Traumatized at Birth

Author of two books on brain development and early childhood Robin Karr-Morse said in a presentation in Memphis a decade ago sponsored by the Urban Child Institute: ““What happens emotionally affects us physically,” she said. “Healthy, healing experiences protect us against disease. The opposite is also true – the emotion/disease connection. Seventy percent of the causes of disease are epigenetics.”

In other words, she said epigenetic changes are a biological response to an environmental stressor, but it is not DNA. “When someone has neither the option of flight or fight, terror in the face of helplessness results in a freeze,” said Ms. Karr-Morse. “Trauma is fear frozen in the body physically. Babies can be born traumatized at birth.”

Epigenetics don’t cause genetic mutation but it does alter the mechanism in which genes are expressed – that’s why it’s not genetic; it’s epigenetic.  It’s been described as the light switch that turns genes on or off. In other wors, epigenetics control how and why genes are expressed.

Now What?

So what does all this mean for Memphis?

First, we know more than we think we know. 

Second, it cannot just be knowledge for knowledge’s sake but be the basis for action on a citywide basis.  

Third, there’s no time like the present to create an agenda – a sustained agenda that continues over decades – that improves the odds for the city’s children because it is in everyone’s best interest.

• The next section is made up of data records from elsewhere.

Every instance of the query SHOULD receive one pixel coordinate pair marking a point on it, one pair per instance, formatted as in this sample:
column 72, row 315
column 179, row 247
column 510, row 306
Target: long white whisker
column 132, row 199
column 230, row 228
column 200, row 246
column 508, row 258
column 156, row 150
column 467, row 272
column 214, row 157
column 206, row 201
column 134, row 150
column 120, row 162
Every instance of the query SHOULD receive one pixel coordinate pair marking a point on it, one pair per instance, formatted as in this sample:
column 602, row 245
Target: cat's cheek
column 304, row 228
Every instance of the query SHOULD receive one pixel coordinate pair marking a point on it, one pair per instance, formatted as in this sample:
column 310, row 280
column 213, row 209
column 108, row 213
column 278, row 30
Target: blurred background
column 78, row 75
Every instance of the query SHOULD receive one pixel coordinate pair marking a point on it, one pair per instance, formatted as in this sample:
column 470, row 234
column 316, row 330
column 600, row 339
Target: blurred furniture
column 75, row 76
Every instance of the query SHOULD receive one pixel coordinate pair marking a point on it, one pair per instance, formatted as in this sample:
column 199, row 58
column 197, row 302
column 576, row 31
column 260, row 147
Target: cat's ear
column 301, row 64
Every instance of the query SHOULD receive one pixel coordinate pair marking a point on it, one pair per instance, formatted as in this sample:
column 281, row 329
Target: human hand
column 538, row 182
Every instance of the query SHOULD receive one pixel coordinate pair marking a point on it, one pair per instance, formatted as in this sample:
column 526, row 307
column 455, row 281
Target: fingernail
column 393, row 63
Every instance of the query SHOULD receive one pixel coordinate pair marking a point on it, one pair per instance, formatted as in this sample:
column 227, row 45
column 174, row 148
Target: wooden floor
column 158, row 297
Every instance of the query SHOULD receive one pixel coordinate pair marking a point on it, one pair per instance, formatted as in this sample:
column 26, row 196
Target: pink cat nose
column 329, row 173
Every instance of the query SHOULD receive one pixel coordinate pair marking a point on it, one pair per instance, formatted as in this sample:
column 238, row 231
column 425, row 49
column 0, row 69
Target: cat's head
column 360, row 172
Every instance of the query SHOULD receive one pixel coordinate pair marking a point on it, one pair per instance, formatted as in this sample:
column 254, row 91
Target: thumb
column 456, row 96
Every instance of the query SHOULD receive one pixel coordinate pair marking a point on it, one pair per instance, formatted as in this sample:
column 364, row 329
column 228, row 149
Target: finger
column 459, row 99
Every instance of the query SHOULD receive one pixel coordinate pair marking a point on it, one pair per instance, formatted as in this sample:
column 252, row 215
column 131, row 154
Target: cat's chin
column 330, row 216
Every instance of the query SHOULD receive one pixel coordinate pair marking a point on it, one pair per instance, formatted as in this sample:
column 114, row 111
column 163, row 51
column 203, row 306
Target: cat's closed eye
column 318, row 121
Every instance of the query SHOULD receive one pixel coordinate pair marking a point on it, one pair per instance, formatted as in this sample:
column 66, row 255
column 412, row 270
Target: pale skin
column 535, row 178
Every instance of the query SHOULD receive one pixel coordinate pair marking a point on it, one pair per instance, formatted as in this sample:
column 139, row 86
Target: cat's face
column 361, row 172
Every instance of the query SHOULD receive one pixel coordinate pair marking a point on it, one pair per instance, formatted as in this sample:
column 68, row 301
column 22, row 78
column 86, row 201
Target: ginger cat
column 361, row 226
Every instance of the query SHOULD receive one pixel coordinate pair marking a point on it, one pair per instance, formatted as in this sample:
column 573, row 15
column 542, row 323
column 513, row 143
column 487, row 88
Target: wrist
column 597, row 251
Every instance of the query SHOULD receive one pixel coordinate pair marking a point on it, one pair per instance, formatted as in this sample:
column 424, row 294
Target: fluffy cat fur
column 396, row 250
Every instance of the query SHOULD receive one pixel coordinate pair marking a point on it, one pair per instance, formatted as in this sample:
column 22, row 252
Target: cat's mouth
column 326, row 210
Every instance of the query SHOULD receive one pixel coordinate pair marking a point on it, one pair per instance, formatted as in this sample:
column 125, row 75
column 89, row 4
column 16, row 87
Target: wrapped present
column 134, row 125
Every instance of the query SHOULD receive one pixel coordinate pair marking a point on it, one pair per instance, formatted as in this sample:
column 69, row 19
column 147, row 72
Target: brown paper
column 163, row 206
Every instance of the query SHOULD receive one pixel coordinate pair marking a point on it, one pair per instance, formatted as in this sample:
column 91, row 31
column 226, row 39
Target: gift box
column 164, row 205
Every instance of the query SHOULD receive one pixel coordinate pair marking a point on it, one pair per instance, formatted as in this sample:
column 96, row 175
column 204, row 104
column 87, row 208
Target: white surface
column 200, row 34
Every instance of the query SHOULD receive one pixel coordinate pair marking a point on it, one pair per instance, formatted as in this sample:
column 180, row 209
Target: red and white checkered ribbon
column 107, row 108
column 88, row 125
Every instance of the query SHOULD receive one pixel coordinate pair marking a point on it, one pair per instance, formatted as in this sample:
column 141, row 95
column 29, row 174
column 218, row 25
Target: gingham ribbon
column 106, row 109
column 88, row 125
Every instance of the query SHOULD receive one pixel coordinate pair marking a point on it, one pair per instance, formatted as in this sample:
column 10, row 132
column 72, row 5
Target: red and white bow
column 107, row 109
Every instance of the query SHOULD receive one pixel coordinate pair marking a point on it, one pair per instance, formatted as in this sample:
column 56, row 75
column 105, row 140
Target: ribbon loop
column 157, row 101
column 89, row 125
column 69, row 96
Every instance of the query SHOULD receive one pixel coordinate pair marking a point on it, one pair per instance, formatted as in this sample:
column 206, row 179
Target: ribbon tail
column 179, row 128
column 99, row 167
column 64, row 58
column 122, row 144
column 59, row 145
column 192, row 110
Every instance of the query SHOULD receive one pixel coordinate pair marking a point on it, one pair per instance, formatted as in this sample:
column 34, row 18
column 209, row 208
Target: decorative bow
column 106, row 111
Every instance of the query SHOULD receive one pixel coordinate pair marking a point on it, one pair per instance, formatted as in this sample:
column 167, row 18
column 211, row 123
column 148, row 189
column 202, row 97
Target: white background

A child born in a high-poverty neighborhood in Memphis has only a four percent chance of moving from the bottom 20% to the top 20% and these are the worst odds for any major city in the continental U.S.  And if the child’s neighborhood is one that defines his life by toxic stress, his opportunities for the future are further dimmed. 

Here’s the thing: despite all the rhetoric over the years to the contrary, geography in Memphis is indeed destiny. 

The vast majority of them are never involved with the justice system, and yet, too many of them are sent the message that their own city places little value in them.  They see it in their disinvested neighborhoods, in the violence, in their fear of harsh policing, and in unimproved schools.

They deserve to be sent a different message and that’s why Memphis City Council members are to be commended in considering a tax increase to produce the revenues for programs that can make a difference in their lives.  It’s the smartest investment they can make.